We must confess: We’re from Minnesota, the land of 10,000 anti-smoking laws. Smiling smokers may find us unenthused, though we know to keep quiet. But Italy seems to be clearing the air. We saw smokers outside office buildings. Others stepped away or to an open window. One restaurant (admittedly a pricey one) even had smoke-eaters in the ceiling. There are still plenty of people eager to share nonstop second-hand smoke with you, and places where clean air never existed. But smoking may be becoming a privilege, not a right.
Perhaps the most obvious change in Italy is their new taste for beer. It’s cool to shun wine and swill brew—never mind that it may cost five times as much. Taps are proliferating, although holding a bottle is more chic.
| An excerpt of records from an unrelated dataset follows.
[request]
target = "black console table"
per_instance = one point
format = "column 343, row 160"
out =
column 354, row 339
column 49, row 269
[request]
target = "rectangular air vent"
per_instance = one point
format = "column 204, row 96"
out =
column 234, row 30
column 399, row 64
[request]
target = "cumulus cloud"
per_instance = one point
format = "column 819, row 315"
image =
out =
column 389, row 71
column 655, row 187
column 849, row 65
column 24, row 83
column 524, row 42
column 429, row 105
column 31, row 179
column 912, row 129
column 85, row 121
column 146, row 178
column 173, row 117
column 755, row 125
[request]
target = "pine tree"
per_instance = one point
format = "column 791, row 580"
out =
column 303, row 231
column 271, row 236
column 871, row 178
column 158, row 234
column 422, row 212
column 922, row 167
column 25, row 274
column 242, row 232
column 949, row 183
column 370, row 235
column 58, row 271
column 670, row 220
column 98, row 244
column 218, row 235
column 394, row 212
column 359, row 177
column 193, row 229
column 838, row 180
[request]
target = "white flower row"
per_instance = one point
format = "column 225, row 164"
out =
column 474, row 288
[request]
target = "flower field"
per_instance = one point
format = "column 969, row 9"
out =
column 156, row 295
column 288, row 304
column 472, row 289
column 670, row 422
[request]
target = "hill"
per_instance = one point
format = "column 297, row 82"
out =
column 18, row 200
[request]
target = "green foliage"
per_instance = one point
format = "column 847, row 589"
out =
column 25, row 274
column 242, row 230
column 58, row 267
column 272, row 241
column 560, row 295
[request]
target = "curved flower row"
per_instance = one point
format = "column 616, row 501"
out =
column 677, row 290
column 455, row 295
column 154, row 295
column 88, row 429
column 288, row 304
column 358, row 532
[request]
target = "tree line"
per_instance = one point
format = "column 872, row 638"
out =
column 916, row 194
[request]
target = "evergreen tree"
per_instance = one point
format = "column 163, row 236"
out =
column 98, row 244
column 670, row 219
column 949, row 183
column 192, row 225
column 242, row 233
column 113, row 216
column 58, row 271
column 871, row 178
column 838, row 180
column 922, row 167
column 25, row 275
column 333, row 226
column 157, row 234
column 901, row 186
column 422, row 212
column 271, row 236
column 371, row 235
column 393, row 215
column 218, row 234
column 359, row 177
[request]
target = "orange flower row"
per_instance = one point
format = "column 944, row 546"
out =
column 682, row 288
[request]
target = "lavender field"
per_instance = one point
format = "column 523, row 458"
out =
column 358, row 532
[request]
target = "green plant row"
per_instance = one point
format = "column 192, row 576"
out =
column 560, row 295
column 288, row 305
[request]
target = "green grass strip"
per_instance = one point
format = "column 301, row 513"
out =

But whatever you do, think twice about drinking an Italian beer. Go for Beck’s or Bud or something from Bavaria.
In the past, spotting a French or Californian wine was more rare than spotting a French Californian tourist. Now, you may find wines from both places—and a few others. We can’t help but notice that the California wines offered with panache and high price point here might be pedestrian in the U.S. But of course, they could probably say the same about the Italian stuff we sip at home.
We know the drill, we’ve spent much time here. But we’re still rattled by the way waiters want your order before you’ve even read the menu, they want all possible courses at once, and they rarely remember who ordered what. As for “when-in-Rome” rules, if you like your coffee with your dessert (like most Americans), fuggetaboutit; your waiter knows better.